Transcranial direct current stimulation

Efficacy of transcranial direct current stimulation and over-ground walking task on functional mobility and quality of life of stroke survivors

Published on: 3rd December, 2020

OCLC Number/Unique Identifier: 8873217355

Introduction: High proportion of stroke survivors have impaired functional mobility and decrease in overall quality of life (QoL). Transcranial direct current stimulation (tDCS) (non-invasive brain stimulation) and over-ground walking task (OGWT) (functional task-oriented training) have been suggested to improve functional mobility and QoL of stroke survivors. Hence, this study determined the efficacy of tDCS (anodal and cathodal) with OGWT on functional mobility and QoL of stroke survivors.

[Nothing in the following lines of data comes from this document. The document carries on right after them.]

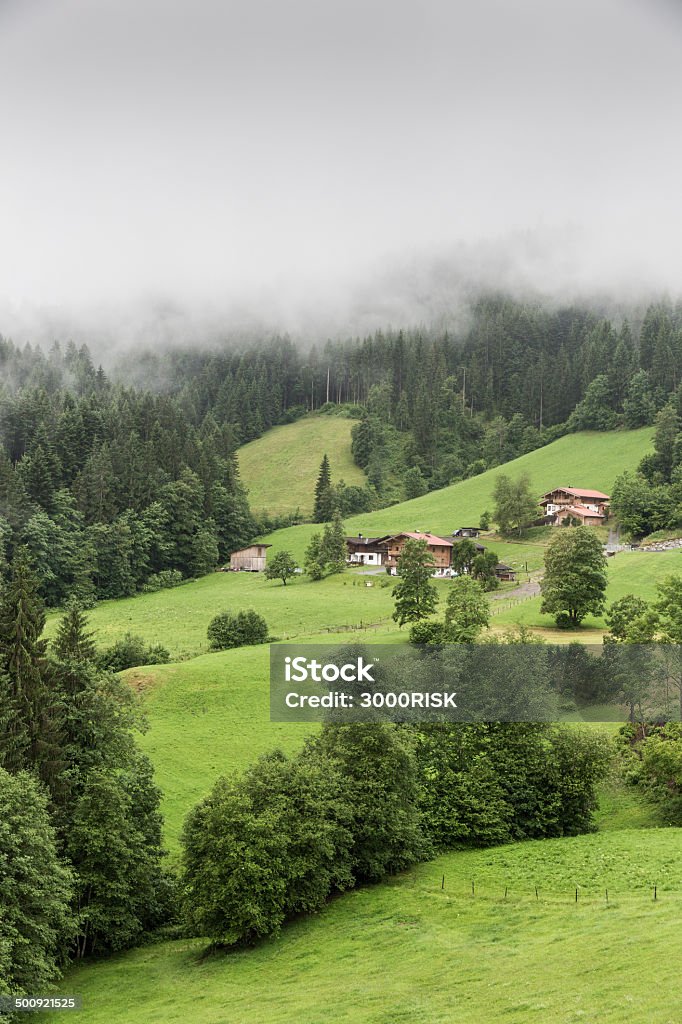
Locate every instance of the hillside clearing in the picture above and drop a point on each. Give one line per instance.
(587, 459)
(409, 950)
(281, 468)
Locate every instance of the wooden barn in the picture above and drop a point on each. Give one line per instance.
(440, 549)
(367, 550)
(251, 559)
(581, 505)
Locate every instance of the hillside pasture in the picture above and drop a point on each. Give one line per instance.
(410, 950)
(280, 469)
(588, 459)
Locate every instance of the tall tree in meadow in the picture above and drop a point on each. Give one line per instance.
(415, 595)
(334, 549)
(515, 505)
(324, 505)
(32, 734)
(36, 921)
(574, 581)
(467, 610)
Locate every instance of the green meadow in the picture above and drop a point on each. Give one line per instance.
(281, 468)
(471, 937)
(589, 460)
(410, 950)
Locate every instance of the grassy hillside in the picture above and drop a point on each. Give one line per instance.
(407, 950)
(589, 460)
(209, 716)
(281, 468)
(412, 951)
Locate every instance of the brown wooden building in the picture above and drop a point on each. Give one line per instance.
(367, 550)
(251, 559)
(582, 505)
(439, 548)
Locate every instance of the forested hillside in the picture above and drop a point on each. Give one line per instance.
(125, 479)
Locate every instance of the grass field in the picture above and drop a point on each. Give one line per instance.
(281, 468)
(411, 951)
(589, 460)
(407, 950)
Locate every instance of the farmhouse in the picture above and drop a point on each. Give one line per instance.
(251, 559)
(367, 550)
(439, 549)
(565, 505)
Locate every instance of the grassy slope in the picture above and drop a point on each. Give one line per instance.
(281, 468)
(405, 950)
(589, 460)
(409, 951)
(210, 715)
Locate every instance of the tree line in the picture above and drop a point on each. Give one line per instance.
(81, 853)
(365, 801)
(114, 480)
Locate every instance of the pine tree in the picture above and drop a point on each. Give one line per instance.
(324, 504)
(73, 642)
(33, 734)
(334, 548)
(36, 923)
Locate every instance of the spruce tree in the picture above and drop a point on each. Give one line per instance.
(334, 549)
(324, 506)
(33, 730)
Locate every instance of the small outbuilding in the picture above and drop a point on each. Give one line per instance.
(251, 559)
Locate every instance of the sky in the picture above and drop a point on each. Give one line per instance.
(167, 162)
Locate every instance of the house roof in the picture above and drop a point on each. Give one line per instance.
(437, 542)
(478, 547)
(582, 510)
(579, 493)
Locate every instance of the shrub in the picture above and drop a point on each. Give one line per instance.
(131, 651)
(162, 581)
(241, 630)
(426, 632)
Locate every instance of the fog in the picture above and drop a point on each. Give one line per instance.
(173, 169)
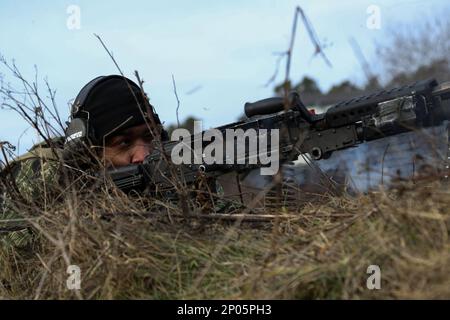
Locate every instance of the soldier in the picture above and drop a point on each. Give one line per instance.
(111, 123)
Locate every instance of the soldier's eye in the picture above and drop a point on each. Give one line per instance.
(124, 143)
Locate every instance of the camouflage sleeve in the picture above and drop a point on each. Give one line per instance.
(25, 187)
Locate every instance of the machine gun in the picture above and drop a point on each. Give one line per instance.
(344, 125)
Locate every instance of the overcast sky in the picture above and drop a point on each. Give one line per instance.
(221, 52)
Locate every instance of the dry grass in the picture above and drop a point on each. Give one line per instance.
(321, 253)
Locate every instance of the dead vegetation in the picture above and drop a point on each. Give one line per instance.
(320, 252)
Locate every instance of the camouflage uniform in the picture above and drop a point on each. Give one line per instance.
(24, 185)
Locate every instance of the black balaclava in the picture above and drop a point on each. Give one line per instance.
(114, 105)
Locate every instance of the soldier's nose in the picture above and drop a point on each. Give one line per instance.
(139, 153)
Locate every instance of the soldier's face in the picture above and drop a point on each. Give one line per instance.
(128, 147)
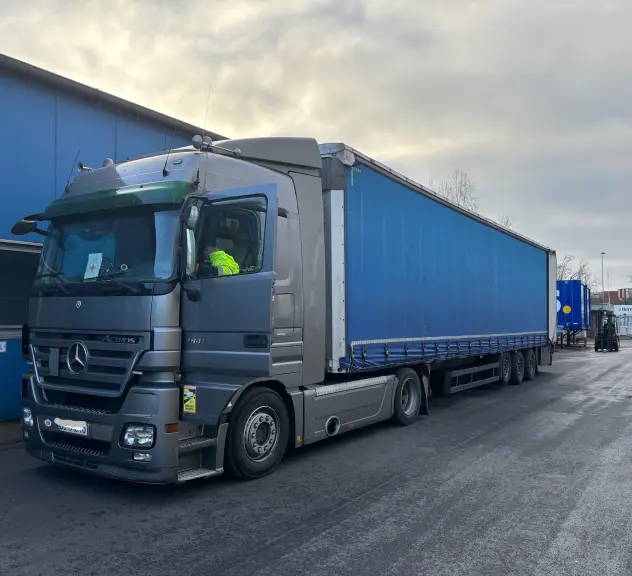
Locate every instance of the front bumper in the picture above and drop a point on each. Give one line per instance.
(101, 452)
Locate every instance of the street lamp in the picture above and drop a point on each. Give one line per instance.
(603, 291)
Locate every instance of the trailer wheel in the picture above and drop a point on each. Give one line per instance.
(408, 397)
(258, 434)
(529, 365)
(517, 367)
(505, 368)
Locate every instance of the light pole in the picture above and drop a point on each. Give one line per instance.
(603, 291)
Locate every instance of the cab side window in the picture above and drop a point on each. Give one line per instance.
(231, 237)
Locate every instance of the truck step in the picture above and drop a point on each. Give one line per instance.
(195, 444)
(197, 473)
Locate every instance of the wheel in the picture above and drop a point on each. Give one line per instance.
(258, 434)
(530, 364)
(408, 398)
(517, 368)
(505, 368)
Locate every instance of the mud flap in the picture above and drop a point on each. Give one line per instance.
(425, 384)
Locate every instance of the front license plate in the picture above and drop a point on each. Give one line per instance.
(78, 428)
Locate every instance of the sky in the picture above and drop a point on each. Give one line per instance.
(531, 98)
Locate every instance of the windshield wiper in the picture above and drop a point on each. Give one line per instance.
(55, 276)
(108, 277)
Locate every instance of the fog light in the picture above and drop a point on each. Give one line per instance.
(138, 436)
(142, 457)
(27, 417)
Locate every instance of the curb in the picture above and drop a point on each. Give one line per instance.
(10, 433)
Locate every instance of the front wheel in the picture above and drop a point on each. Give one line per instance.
(258, 434)
(517, 367)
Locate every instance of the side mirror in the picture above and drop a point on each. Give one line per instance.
(23, 227)
(191, 216)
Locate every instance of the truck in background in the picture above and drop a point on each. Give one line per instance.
(573, 310)
(353, 293)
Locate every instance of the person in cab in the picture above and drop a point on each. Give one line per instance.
(221, 260)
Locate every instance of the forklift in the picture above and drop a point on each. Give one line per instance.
(607, 337)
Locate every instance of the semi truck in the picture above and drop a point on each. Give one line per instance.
(209, 308)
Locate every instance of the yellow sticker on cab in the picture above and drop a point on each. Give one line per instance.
(189, 394)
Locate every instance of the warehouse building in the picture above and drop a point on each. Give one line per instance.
(47, 124)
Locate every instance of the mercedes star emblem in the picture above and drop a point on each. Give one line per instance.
(77, 360)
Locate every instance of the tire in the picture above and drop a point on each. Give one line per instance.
(505, 369)
(530, 364)
(258, 434)
(408, 397)
(517, 368)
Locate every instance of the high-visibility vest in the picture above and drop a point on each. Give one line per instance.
(225, 262)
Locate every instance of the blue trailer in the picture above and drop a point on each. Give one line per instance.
(426, 281)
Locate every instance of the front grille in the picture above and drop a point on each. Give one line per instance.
(108, 366)
(79, 444)
(82, 402)
(71, 460)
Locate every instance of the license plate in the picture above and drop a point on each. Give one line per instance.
(78, 428)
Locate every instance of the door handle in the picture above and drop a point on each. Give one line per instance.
(255, 341)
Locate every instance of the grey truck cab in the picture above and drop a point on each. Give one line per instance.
(144, 346)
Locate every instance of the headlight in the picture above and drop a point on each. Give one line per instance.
(138, 436)
(27, 417)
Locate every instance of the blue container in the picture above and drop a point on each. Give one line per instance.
(576, 296)
(587, 308)
(427, 281)
(12, 366)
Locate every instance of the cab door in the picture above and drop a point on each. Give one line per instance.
(227, 319)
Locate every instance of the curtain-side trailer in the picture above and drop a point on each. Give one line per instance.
(205, 309)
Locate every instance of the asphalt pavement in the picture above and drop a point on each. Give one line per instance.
(534, 479)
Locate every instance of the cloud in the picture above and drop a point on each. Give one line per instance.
(531, 98)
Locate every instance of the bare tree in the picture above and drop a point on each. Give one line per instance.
(459, 190)
(564, 267)
(569, 269)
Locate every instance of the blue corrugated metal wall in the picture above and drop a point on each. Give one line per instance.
(422, 276)
(12, 366)
(41, 131)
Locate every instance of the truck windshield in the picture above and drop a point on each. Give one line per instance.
(130, 244)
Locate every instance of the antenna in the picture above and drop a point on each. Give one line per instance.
(165, 172)
(208, 104)
(71, 169)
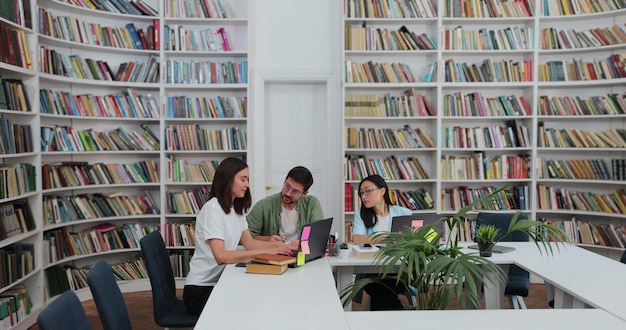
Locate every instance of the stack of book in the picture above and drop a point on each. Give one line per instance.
(269, 264)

Materials and methods: Seventy eight (78) stroke survivors were randomised into three groups: anodal group (anodal tDCS with OGWT); cathodal group (cathodal tDCS with OGWT) and control group (OGWT only). Participants had two sessions of intervention per week for six weeks. Functional mobility was assessed using 10 meter walk test (10MWT) measuring steps, time and velocity while QoL was measured using Stroke Specific QoL (SSQoL) scale. Significance level was set at p < 0.05. Results: Participants (46 males) were aged 56.78 ± 10.24 years. The groups were matched for functional mobility and QoL at baseline and only work/productivity domain of SSQoL showed statistically significant difference (p = 0.028). Each group showed statistically significant improvement between baseline and post-intervention scores of items in functional mobility (p ≤ 0.001) and total SSQoL (p ≤ 0.001). Anodal group showed better statistically significant improvement in step (p = 0.008), time (p = 0.024), velocity (p = 0.001) and total SSQoL (p = 0.016) among the groups when the mean differences were compared. Conclusion: tDCS with OGWT is efficacious in improving functional mobility and QoL of stroke survivors. Specifically anodal tDCS with OGWT showed better clinical improvement in step, time, velocity and QoL in stroke survivors.